Era uma sala-forte multi-inquilino do Diamond Centre. A De Beers é outra instituição num comércio maior.
O que permanece aberto sobre as pedras de 2003, quais mitos a cobertura ainda repete, e como Antuérpia recorda o fim de semana.
Pessoas foram condenadas. O inventário não foi restaurado. Essa cisão é o aftermath.
O folclore ainda quer uma história perfeita de câmara. O registro quer um tribunal e uma coluna de recuperação vazia.
Era a câmara da De Beers.
Era uma sala-forte multi-inquilino do Diamond Centre. A De Beers é outra instituição num comércio maior.
A Escola de Turim é um título oficial de gangue.
A frase é jornalismo inglês posterior. Os tribunais belgas condenaram réus nomeados, não uma escola registada.
Os diamantes voltaram após o julgamento.
Condenações e recuperação são colunas diferentes.
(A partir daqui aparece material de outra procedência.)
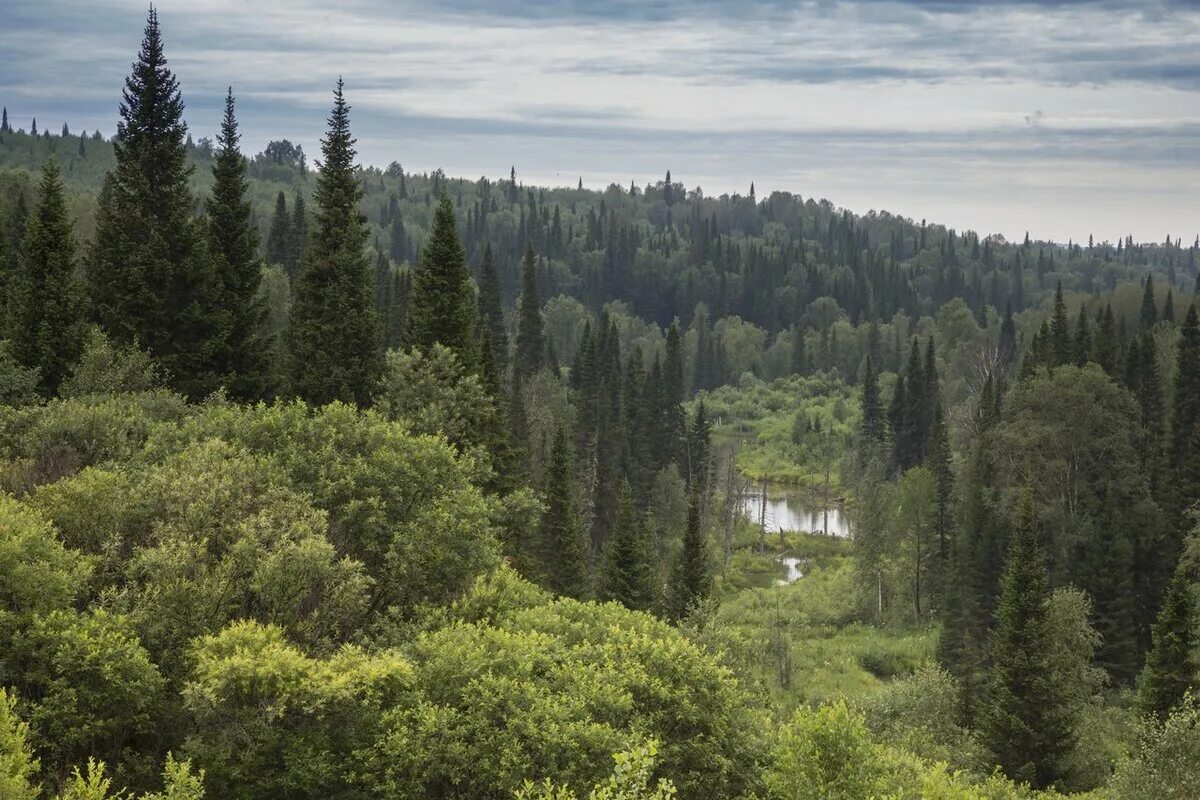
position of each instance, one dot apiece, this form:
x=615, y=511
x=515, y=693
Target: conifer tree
x=234, y=244
x=1185, y=421
x=531, y=341
x=691, y=579
x=1149, y=305
x=280, y=239
x=1060, y=349
x=629, y=573
x=443, y=307
x=1025, y=723
x=491, y=312
x=1171, y=666
x=45, y=302
x=335, y=342
x=563, y=542
x=299, y=230
x=150, y=276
A maior parte do lote nunca reapareceu como o lote de 2003.
Uma reportagem de revista é um how-to.
Wired e Flawless são histórias secundárias. Este atlas não as converterá em instruções.
A cópia judicial e de ofício em neerlandês e em francês é o dossiê local. O português é uma camada de exportação que chegou com a cifra em dólares e o alcunha de Turim.
A cobertura de Hatton Garden na imprensa britânica — e as suas glosas na Folha e no Público — mantém Antuérpia como um caso de comparação: outro fim de semana, outra rua de joias.
Brasil e Portugal conheceram o caso como um reportagem longo de golpe. Esse registro ainda supera o acórdão belga na memória popular.
O roubo de diamantes de Antuérpia permanece misto: nomes num tribunal belga, pedras ainda por prestar contas em público.
Enciclopédia de registro público. Não é aconselhamento jurídico nem tutorial. Guerras ficam noutro atlas.